Ali war seinen eigenen Teufeleien erlegen. Doch das verhalf Hasard zu keinerlei Genugtuung. Weiterhin quälte er sich mit Selbstvorwürfen. Wie hatte er nur so verblendet sein können, so leichtfertig?
Jetzt, da er immer wieder darüber herumgrübelte, erschien es ihm unbegreiflich. Zwar hatte ihn sein Entdeckerdrang dazu getrieben, in den Kanal der Ptolemäer und schließlich in den Kanal der Pharaonen zu fahren, um durch den Kanal des Necho in den Großen und Kleinen Bittersee und danach ins Rote Meer zu gelangen, doch er hätte frühzeitig ahnen müssen, daß Alis Gerede von einem Seeweg nach Indien nur eine Mär gewesen war.

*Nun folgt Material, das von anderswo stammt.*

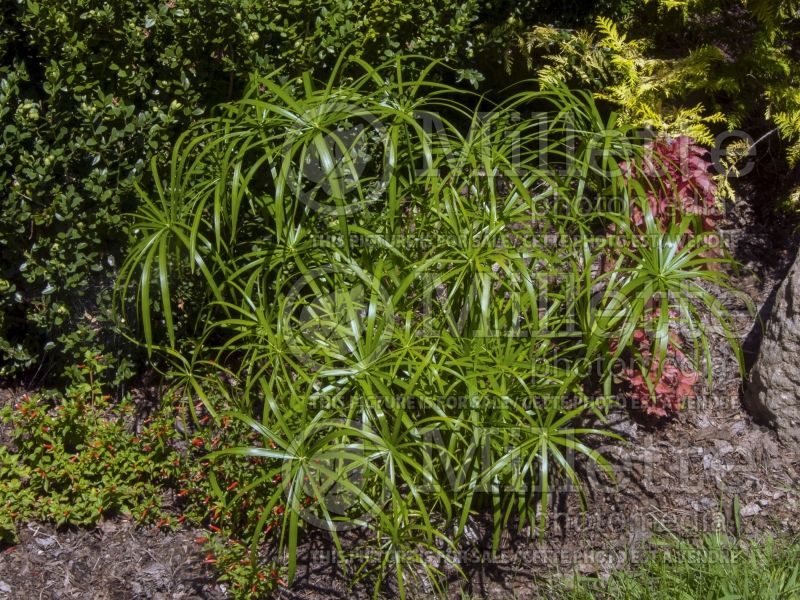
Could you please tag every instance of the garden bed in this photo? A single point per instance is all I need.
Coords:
(687, 475)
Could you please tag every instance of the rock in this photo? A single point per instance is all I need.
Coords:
(773, 394)
(750, 510)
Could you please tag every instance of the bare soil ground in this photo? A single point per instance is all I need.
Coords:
(682, 474)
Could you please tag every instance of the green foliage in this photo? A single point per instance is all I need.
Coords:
(648, 91)
(91, 90)
(715, 566)
(386, 309)
(685, 67)
(73, 461)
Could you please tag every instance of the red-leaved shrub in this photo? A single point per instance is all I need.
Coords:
(676, 174)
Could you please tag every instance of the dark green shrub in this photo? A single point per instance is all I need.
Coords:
(411, 302)
(90, 90)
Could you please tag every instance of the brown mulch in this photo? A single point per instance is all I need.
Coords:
(112, 560)
(683, 474)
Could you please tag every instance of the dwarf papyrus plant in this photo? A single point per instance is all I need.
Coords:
(405, 297)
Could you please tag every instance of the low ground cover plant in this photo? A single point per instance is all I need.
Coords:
(412, 298)
(715, 566)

Teuer mußte er für diesen Fehler bezahlen. Die „Isabella VIII.“ war schon jetzt ein Wrack, dem Untergang endgültig geweiht, hier endeten alle ihre Fahrten und Abenteuer. Zweimal hatte sie die Welt umrundet und ausgerechnet hier sollte sie so unrühmlich abdanken.
Und die Schätze aus den Gräbern der Pharaonen, die Hasard bei der Reise durch Ägypten zusammengetragen hatte? Die lagen jetzt – zusammen mit Ali Abdel Rasul – unter den Felsen begraben, und da würden sie auch bleiben, denn mitnehmen konnten Hasard und seine Männer nur das Allernötigste. Eines Tages konnte man zurückkehren, um den immensen Schatz zu heben – doch wer wußte schon, ob sich eine entsprechende Expedition jemals zusammenstellen ließ und man den Platz wiederfinden würde? Die Wüste wanderte und sah überall gleich aus. Vielleicht würden die gewaltigen Dünen bald auch die Felsen völlig zudecken.

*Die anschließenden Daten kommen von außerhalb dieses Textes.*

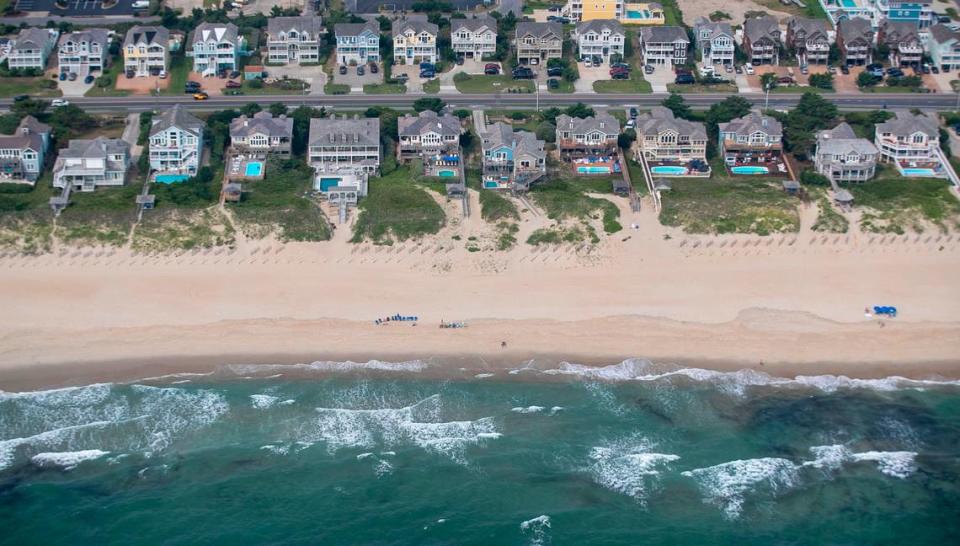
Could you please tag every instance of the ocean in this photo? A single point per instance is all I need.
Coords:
(405, 453)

Der Seewolf befand sich in einem verheerenden Zustand der Niedergeschlagenheit. Es würde einiger Zeit bedürfen, um mit der ganzen Sache ins Reine zu gelangen. Vor sich selbst stand er zunächst wie ein Versager da, er ersparte sich nicht die schärfste Kritik.
Gemeinsam mit den Männern stieg er vom Achterdeck auf den Sandhaufen hinunter, der das Hauptdeck überlagerte.

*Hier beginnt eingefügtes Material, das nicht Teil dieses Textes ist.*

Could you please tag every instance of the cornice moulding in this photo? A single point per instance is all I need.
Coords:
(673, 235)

Sie bückten sich und begannen mit den Händen zu graben.
Es war eine scheußliche Plackerei, die nur unter viel Schimpfen und Fluchen voranging. Sie alle wühlten mit ihren Händen, zweiundzwanzig Männer und zwei Jungen, ja, selbst Arwenack ahmte „seine Menschen“ nach und grub mit seinen Vorderpfoten – doch immer wieder rutschte Sand in die Tiefe ab und drohte das entstehende Loch ganz zuzuschütten.
So und nicht anders mußte es Sisyphus ergangen sein, jenem legendären Straßenräuber der alten griechischen Sage, der in der Unterwelt zur Strafe für seine verübten Schandtaten einen immer wieder zurückrollenden Stein auf einen Berg schieben mußte – eine sinnlose Anstrengung, eine vergebliche Arbeit.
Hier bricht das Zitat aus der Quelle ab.